Exclusif: L’affaire Merah, cas isolé ou syndrome d’un vieil antisémitisme musulman ? (1ère partie)

Pour permettre à nos lecteurs de mieux comprendre le contexte de la tuerie de Toulouse menée par Mohamed Merah, Contrepoints a interviewé Philippe Simonnot, auteur en 2010 d’une « Enquête sur l’antisémitisme musulman. De ses origines à nos jours » (Michalon).

Pour permettre à nos lecteurs de mieux comprendre le contexte de la tuerie de Toulouse menée par Mohamed Merah, Contrepoints a interviewé Philippe Simonnot, auteur en 2010 d’une « Enquête sur l’antisémitisme musulman. De ses origines à nos jours » (Michalon).

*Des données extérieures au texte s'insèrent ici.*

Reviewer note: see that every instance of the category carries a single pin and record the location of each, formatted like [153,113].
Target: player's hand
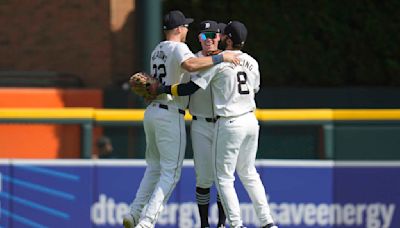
[231,57]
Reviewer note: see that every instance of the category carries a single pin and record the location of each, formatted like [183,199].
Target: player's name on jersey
[160,55]
[244,63]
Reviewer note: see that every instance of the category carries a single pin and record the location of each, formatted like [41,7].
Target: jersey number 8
[242,85]
[159,72]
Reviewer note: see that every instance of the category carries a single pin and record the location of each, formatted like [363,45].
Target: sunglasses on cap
[208,35]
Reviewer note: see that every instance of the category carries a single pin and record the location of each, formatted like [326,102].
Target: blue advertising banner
[77,193]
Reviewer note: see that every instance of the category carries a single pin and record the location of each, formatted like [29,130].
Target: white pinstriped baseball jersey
[201,101]
[243,82]
[165,63]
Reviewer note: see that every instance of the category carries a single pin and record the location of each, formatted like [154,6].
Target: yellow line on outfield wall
[262,114]
[119,114]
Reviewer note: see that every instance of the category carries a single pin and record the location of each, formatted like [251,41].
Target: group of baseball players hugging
[224,128]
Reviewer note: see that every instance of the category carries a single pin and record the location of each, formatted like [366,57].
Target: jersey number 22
[242,82]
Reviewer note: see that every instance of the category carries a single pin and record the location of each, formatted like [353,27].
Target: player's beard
[222,45]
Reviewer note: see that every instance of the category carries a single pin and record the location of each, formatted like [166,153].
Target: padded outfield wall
[77,193]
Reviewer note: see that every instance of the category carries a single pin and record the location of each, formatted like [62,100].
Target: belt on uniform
[217,117]
[210,120]
[163,106]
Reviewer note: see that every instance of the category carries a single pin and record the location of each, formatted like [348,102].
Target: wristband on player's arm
[217,59]
[181,89]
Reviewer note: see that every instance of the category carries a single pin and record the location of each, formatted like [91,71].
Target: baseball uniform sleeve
[204,77]
[257,79]
[183,53]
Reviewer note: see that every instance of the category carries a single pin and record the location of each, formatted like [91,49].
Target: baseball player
[202,129]
[235,142]
[164,124]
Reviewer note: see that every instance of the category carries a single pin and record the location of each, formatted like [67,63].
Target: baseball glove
[144,85]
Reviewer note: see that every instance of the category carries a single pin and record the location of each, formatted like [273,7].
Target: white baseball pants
[235,148]
[165,151]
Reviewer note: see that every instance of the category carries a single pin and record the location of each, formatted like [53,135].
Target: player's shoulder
[248,57]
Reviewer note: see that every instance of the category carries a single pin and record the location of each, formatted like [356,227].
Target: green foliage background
[311,43]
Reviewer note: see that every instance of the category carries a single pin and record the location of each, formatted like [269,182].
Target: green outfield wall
[338,134]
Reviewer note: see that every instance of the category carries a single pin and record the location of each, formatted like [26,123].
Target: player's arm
[184,89]
[196,64]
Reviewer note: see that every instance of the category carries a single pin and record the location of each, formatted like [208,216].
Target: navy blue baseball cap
[236,31]
[209,26]
[221,27]
[175,19]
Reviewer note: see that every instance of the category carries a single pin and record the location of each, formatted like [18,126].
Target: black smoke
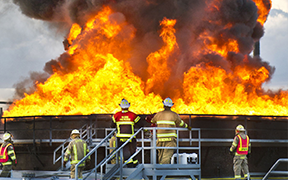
[223,20]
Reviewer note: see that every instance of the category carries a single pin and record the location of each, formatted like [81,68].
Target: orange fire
[100,75]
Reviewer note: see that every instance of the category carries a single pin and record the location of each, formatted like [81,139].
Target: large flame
[100,75]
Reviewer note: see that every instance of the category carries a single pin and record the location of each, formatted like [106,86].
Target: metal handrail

Propos recueillis par PLG  & Benjamin Guyot. (1ère partie, 2e partie ici).

Philippe Simonnot

Pour commencer, un rappel rapide des faits. Le 11 mars, Le maréchal des logis chef Imad Ibn Ziaten est tué d’une balle à bout portant. Le 15 mars à Montauban, ce sont deux militaires parachutistes qui sont abattus, un troisième est laissé pour mort. Enfin le 19 mars, trois enfants sont assassinés ainsi qu’un professeur de religion. A cet instant l’emballement médiatique est à son comble, et toutes les théories circulent. Le Canard enchainé avance, avec une totale imprudence, la piste néonazie. Le 21 mars, suite à la découverte de l’identité du tueur, Nicolas Chapuis du Nouvel Observateur se dit « dégouté que ce soit (sic) pas un nazi ». Dès cet instant le « recueillement » laisse place à la récupération politique, et chacun avance une (prudente ?) explication. Mohamed Merah : déséquilibré ? Symptôme d’une immigration non assimilée ? Acte purement individuel ou syndrome d’un vieil antisémitisme musulman ? Pour tenter de répondre, nous avons décidé d’interroger Philippe Simonnot, auteur en 2010 d’une « Enquête sur l’antisémitisme musulman. De ses origines à nos jours » (Michalon). Voir ci-dessous la note sur cet auteur.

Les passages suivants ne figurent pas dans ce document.